Detailed exploration of studies evaluating the use of highly effective treatments have unveiled the clinical concept of Progression Independent of disease activity (PIRA), or an accumulation of disability in the absence of relapse-associated worsening (RAW), in multiple sclerosis (MS).
It has become something of a hot topic in research and clinical practice in recent years, but many questions remain surrounding its frequency, pathological determinants, treatment, and implications.

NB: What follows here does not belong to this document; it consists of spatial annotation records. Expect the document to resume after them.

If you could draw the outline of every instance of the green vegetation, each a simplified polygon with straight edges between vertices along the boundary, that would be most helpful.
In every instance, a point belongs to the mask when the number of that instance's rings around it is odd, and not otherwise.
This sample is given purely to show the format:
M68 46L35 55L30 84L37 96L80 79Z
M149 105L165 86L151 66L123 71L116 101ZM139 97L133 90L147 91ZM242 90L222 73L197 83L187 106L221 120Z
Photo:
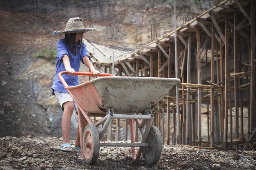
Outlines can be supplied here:
M44 58L49 60L55 59L57 54L57 47L53 49L50 49L50 47L47 46L45 48L40 50L35 55L36 57Z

During our second NeuroWebinar in May, Professor Alan Thompson, Dean of the Faculty of Brain Sciences at University College London and editor of the Multiple Sclerosis Journal, Dr Carmen Tur, Neurologist at the Multiple Sclerosis Centre of Catalonia (CEMCAT), and Professor Cristina Granziera, Senior Consultant Neurologist at the University Hospital of Basel, discussed the growing evidence base, the latest research on and around PIRA, and how they expect it to affect clinical practice.
An emerging area of interest
PIRA events, said Prof Thompson, can occur from the earliest stages of MS, are an important driver of cumulative disability in the long term, and are associated with underlying brain and spinal cord atrophy.
“As such, many suggest it is the result of accumulating damage from multiple, yet only partially understood, pathological mechanisms across the disease course,” he added. “It may also be associated with inflammatory activity on MRI, but the impact of age, disease duration, co-morbidities, and exposure to disease modifying treatments (DMTs), have all yet to be clearly established.”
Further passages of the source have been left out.